Articles

What Managers Who Care Actually Do

August 20, 2019 - By Wendy Lambourne, Director, MA Industrial and Organisation Psychology, Registered Psychologist with SA Medical & Dental Council

Care is what one person does for another. In the context of legitimate relationships of power at work, it is what managers do for those in their charge. To Care for someone essentially means to have their best interests at heart. It is about serving the needs of the other person before one’s own.

Good parents instinctively put the child’s interests first because they care unconditionally. Good managers similarly put their employees’ interests first.

For most managers, unlike parents however, this is not an instinctive choice. Rather, it is a deliberate choice that they make repeatedly over time. Care is something, in other words, which managers foster over the course of the reporting relationship they have with those in their charge.

Care moreover is definitely not a “soft and fluffy thing”. Care in the heart is evidenced in both “soft” and “hard” behaviours.

Caring parents feed and clothe their offspring. They give them their love and attention. They educate, guide and support them. They also establish boundaries, discipline them and encourage or even force them to stand on their own two feet.

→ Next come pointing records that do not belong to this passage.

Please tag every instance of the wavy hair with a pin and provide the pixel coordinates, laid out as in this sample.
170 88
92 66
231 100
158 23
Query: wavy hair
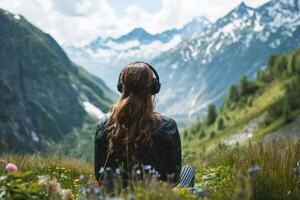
132 117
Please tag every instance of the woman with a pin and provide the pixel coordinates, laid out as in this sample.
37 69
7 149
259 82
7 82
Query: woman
133 133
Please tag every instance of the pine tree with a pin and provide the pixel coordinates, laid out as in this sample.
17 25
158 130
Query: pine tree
234 94
244 84
211 114
221 125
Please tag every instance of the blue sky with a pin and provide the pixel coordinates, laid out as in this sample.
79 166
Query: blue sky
149 5
80 21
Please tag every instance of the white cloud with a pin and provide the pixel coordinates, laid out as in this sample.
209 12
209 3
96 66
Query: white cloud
79 21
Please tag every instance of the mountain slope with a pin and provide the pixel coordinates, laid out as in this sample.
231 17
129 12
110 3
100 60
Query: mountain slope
43 94
200 70
255 109
106 56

Managers who Care similarly behave in ways that are both “soft” and “hard”. They do the following:

  • Treat their people with respect.
  • Demonstrate sympathy for their personal concerns.
  • Make themselves available to listen openly to their people’s views.
  • Get to know him/her both as a person as well as an employee because they are genuinely interested in the human being behind the human resource.
  • Keep or stick to promises made because it is important to them not to let their people down.
  • Ensure that their people have the “means” to perform their jobs.
  • Ensure that their people receive the training and coaching they need to do their jobs to the required standard.
  • Involve or consult them on things that affect them.
  • Make sure that they come back or respond to both issues raised and questions asked.
  • Assist with work-related problems by removing obstacles in their people’s way.
  • Keep their people informed regarding how they and the business are performing, because they want to know.

They also do the following:

  • Demand delivery/insist on high standards because they want their people to be the best they can be.
  • Tell people like it is, both the good and the bad news, because speaking the truth to their people is important to them.
  • Take disciplinary action when required, in their people’s best interests.
  • Exercise fairness to all and have neither favourites or non-favourites.

In every interaction they have with their people, managers who Care act with their people’s highest and best interests in mind – which is to set them up to succeed and ultimately realise the best in themselves.